Thanks for the insight. Goes to show that you can't judge a book by the cover but in this case the cover has a distinct negative connotation. Here's what I imagined: a website dedicated to shaming Southerners supported by multiple liberal progressive Democrats. I could not have been more wrong but you have to admit that the name of the website could easily be misinterpreted.
Posted by RollTide MJ
Tuscaloosa, AL
Member since Nov 2007
9523 posts
Posted on 1/6/15 at 10:28 am to
quote:

I'll vouch for the website. It's got some great writing. Not every piece is gonna speak to you, but there is some great stuff about music, sports, etc. on there. I highly recommend it.

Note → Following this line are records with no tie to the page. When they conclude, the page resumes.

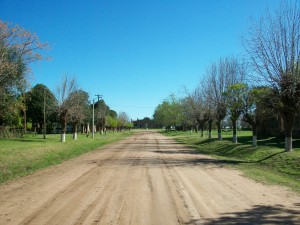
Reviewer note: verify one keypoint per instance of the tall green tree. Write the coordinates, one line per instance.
(78, 110)
(235, 95)
(273, 46)
(36, 98)
(18, 49)
(169, 112)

I agree 100% with you. Sometimes I open the newsletter and nothing really jumps out at me, but sometimes I'll have to sit and read every article. They had one on Talladega back in May that was pretty good.
Posted by Evolved Simian
Bushwood Country Club
Member since Sep 2010
20449 posts
Posted on 1/6/15 at 10:31 am to
quote:

West Virginia is really just eastern Kentucky and bears no resemblance to eastern Ohio.




FIFY

Posted by Dawg in Beaumont
Athens
Member since Jan 2012
4494 posts
Posted on 1/6/15 at 10:40 am to
Correct. West Virginia is southern in the way that Kentucky, East Tennessee, and Western North Carolina are southern. Southern Appalachia is different than the Deep South but it's definitely southern in my view.
Posted by sjmabry
Texas
Member since Aug 2013
18494 posts
Posted on 1/6/15 at 10:44 am to
Those who say WV is not southern have not studied the Mason-Dixon line.
Posted by scrooster
Resident Ethicist
Member since Jul 2012
37561 posts
Posted on 1/6/15 at 1:55 pm to
quote:

RollTide MJ


Upvoted and subscribed.

Posted by RollTide MJ
Tuscaloosa, AL
Member since Nov 2007
9523 posts
Posted on 1/6/15 at 3:55 pm to
quote:

scrooster


quote:

Upvoted and subscribed.


This post was edited on 1/6/15 at 3:56 pm
Posted by BigOrangeBri
Nashville- 4th & 19
Member since Jul 2012
12249 posts
Posted on 1/6/15 at 4:57 pm to
quote:

Upvoted and subscribed.


Same here
Posted by auggie
Opelika, Alabama
Member since Aug 2013
27701 posts
Posted on 1/6/15 at 9:02 pm to
Ever been to places like Steubenville, Oh.( Dean Martin's home town), Toronto,Oh.or Marietta,oh.?, They are exactly the same as Wheeling West Virginia, or Huntington, or Parkersburg.
Posted by BrerTiger
Valley of the Long Grey Cloud
Member since Sep 2011
21506 posts
Posted on 1/6/15 at 9:36 pm to
Okay, I read the whole story.

It was well worth my time.

Thanks for sharing.

Posted by FleshEatingSalsa
Floating down the Anduin
Member since Dec 2009
12293 posts
Posted on 1/7/15 at 7:36 am to
quote:

To him, the 2012 election results brought clear evidence that we are moving into a more progressive era, and that our southern home might actually be following, however slowly. “We may actually wind up living in a more enlightened country,” he said, and laughed a little.



What are they getting at here? The Presidential results? What specifically about the results gave them hope?

Based on your post, the guy seems like 50% cool, 50% douchebag.